I have said awhile a few times. I can't put a number on how long it will take until we all feel settled in. It could be weeks, it could be months. It is all about Peanut. She will dictate how long this takes. We want her to be settled and comfortable and that is up to her. We can't rush that. She at such a young age has already experienced a great deal of loss and a lot of change. We need to help her to figure that out and know that she is safe and loved and that we as her parents will always be there.
For you experienced parents out there, know that we may do things differently and you may not understand why. If that is the case just ask us but again trust us and if you feel you must offer an opinion you can but don't be offended if we respectfully don't change what we are doing. You may think we are coddling her or spoiling her and sometimes we might be. She has been through so much and so many caregivers and change. She needs to feel that safety, love and comfort are always near by.
So will I be a crazy overprotective Mama, sometimes yes. Will that change in time, yes. All I am asking for is time to figure it all out and patience that we know what is best for our family even if it doesn't make sense to you right away. We can't wait to share our love and our family with all of you in due time. Thanks for cheering us on and sending us prayers. That has meant a great deal to us.
8 comments:
You sound like a perfect "crazy over protective mama" to me:)

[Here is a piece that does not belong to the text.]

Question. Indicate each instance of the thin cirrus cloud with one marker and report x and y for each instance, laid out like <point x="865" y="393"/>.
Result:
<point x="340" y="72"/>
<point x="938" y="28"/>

Just know that you ONLY get once to be have that crowd at the airport to welcome your peanut home. I get where your coming from but I know there will be regrets down the road if you don't have your most important people there when you get home. Time flies by as a parent and you being 1st time parents you will see that all too soon. I know you guys will be awesome parents to Peanut. I wish you the best trip to meet your little princess and bring her home.
Praying for you as this chapter comes to a close.
That is perfect! I also love to see this email b/c it shows how close you guys are to traveling and meeting her! You are already SUCH a good momma by putting her needs above anyone elses! You are sooooo right..she deserves this. It's been a long time coming for her. I'm sure the nannies have taken good care of her, but it is nothing like settling in with your forever family.
Don't feel any guilt about your airport plan....what you decide is what should be done. Regret usually comes from not following your heart and listening to other people instead. So keep listening to your heart girlfriend!
*happy hug*
Theresa
perfectly said!! :) i'm taking notes so i can write a very similar email! :)
Cathy, you are going to do such a good job. Adopting a child IS super different then giving birth. Bonding will be hugely important. I think you have such a good view on how it should be. Going with your gut on what she needs to feel secure and safe and KNOW that you guys are not leaving.
You're going to do awesome!
I can't believe it's so soon until you leave! SO exciting. I think you sound ultra prepared and discerning. I too will be over-protective crazed!
Cindy
Don't forget to be protective of those wonderful pugs!!! You are so close and I can only imagine the joy you will feel when you hold Peanut for the first time! Protect and enjoy!!!!
Hi Cathy - I just wanted to share that we had noone meet us at the airport. We don't have family in town and we weren't sure how to "discriminate" in terms of which friends to invite, knowing, as you do, that we needed a bubble of love without a lot of stimulation. Boy, are we glad it was a quiet arrival (except that we were a family of 6, of course). LeLe was soooooooooo easily stimulated and we were all so tired and two teens weren't feeling good. We didn't know how our son would react to "crowds" but in hindsight it was such a good thing to be cautious. Here is my best advice: you only get this one chance to set the tone for positive/healthy attatchment. It's ok to stay on the side of careful and to adjust as you go along. What you do NOW sets a whole life in motion (really sounds intense, and it is!).
Then, we invited folks over one by one and asked them to bring dinner :-) when they asked how they could help!